The list of contributing authors is something to behold, all by itself. Brian Keene, Mort Castle, Tom Piccirilli, Joe R. Lansdale, Clive Barker, and the list goes on. This group could be discussing the subtleties of Carrot Top's prop comedy, or the mating habits of sea urchins, and I'd likely sit down to read a few passages. Keep them on the topic of writing and I'm likely to be riveted.
And I was.
A couple of the articles seemed familiar to me, but hardly unwelcome, as I can always use gentle reminders on every aspect of the craft. Whether it's Thomas F. Monteleone tackling the subject of dialogue, Jonathan Maberry discussing action and fight scenes, Brian Keene on the point of making time to write even when you think you don't have the time to write, this collection of essays, interviews, and testimonials helped add depth to the things I already had a basic grasp on. And some really opened my eyes to aspects I hadn't really taken the time to consider, like Piccirilli's article on personal themes in your writing.

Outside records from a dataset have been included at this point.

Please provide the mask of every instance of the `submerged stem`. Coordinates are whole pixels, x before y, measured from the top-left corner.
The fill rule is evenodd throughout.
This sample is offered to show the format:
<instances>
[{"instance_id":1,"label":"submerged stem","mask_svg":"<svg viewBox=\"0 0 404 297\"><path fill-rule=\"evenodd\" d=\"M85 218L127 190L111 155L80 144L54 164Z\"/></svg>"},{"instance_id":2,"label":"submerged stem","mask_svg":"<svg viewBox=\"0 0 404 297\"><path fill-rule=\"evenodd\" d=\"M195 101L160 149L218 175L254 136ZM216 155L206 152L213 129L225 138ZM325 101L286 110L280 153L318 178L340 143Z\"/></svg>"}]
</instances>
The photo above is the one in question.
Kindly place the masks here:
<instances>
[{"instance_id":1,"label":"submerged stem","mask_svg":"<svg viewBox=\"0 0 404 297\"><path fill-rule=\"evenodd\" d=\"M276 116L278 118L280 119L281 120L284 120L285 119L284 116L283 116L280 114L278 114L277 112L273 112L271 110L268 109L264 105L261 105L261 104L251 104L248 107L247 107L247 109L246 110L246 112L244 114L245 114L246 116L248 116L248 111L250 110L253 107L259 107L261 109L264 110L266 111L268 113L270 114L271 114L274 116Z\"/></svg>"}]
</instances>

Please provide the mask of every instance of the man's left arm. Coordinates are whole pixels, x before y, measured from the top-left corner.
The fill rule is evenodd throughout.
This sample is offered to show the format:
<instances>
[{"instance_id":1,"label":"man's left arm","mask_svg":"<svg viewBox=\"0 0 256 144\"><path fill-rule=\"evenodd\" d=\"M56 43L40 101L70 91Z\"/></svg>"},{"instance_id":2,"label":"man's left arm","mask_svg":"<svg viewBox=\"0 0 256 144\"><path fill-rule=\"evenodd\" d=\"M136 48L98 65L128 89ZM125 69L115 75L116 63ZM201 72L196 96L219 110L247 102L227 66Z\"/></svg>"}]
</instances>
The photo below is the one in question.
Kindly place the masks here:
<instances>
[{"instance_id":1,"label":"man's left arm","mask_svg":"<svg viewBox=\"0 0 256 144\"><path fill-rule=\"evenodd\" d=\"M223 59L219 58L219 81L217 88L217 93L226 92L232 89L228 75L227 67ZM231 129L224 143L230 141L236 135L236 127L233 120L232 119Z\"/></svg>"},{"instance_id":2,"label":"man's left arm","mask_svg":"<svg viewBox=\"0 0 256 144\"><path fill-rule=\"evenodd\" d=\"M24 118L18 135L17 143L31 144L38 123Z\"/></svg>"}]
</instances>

The previously mentioned Mort Castle released a similar book, On Writing Horror, a few years back. It was one of those books I received from the WDBC. It's also one of the permanent fixtures on my bookshelf, one I still grab to peruse a section now and again. Michael Knost, however, has offered a great companion to that book. Heck, even as a stand-alone, it provides just about anything writers of varying ability should be looking for in advice from those who know better.
It's not the Holy Bible for horror writers, though there are contradictions like any good piece of biblical scripture. But it is a good piece of source material to have handy when you're looking for a bit of positive reinforcement, reeducation, or just a nudge in the right direction when you're stuck on some facet of the piece you're working on.
I'm unsure what kind of value the book offers to someone not actively writing though, except to say that it may provide the right amount of inspiration for you to start.